-
Notifications
You must be signed in to change notification settings - Fork 47
Description
I'm using dsub on the All Of Us researcher workbench, and generally it has been great! I'm running a number of analyses at the same time on preemptible instances, which cuts down on cloud compute costs. Most of my jobs are submitted using a tasks file to run one job per chromosome (23 jobs in total). Because the instances are preemptible, some of them fail with the "worker was terminated" error. Many of the jobs take hours to run, so using dsub --wait is not practical. I'm looking for an easy way to resubmit these pre-empted jobs.

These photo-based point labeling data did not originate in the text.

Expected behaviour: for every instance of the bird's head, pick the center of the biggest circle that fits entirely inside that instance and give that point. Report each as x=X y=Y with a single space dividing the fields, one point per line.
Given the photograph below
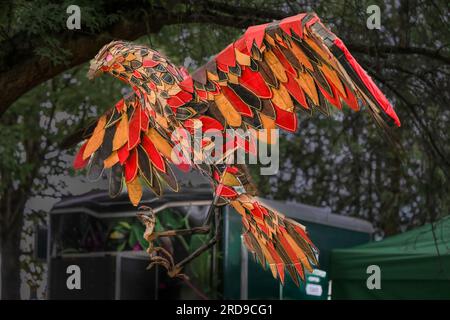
x=118 y=58
x=104 y=59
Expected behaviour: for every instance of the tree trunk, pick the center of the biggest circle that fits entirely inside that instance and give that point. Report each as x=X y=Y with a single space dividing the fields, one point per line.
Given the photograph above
x=10 y=267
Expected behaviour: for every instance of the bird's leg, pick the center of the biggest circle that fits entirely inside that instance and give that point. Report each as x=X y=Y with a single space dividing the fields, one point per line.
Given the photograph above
x=149 y=220
x=177 y=268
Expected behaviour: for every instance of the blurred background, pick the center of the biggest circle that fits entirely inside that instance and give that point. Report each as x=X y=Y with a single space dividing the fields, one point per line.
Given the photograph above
x=338 y=175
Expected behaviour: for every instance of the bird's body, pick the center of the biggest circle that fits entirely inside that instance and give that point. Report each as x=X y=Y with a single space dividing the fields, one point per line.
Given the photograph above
x=258 y=82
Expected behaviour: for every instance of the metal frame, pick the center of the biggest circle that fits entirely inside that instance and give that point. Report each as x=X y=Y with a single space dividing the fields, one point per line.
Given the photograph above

After reading through the documentation, I saw that the --skip parameter is an option, but my current tasks file has the output from each task going to the same directory with --recursive-output. Because some of them have succeeded and therefore have output existing in the --recursive-output directory, including the --skip argument when calling the dsub command again skips all tasks. I will probably change this for future jobs so I can use the --skip argument.
It also looks like most of the parameters for a job are saved in the output of dstat --full. Is there a way to use the output from dstat --full to resubmit a job without manually reconstructing the dsub command myself from that output? I'm thinking something like dsub --retry <job_id>, where it retries all failed jobs with that job id?
Apologies if this already exists and I missed it in the documentation!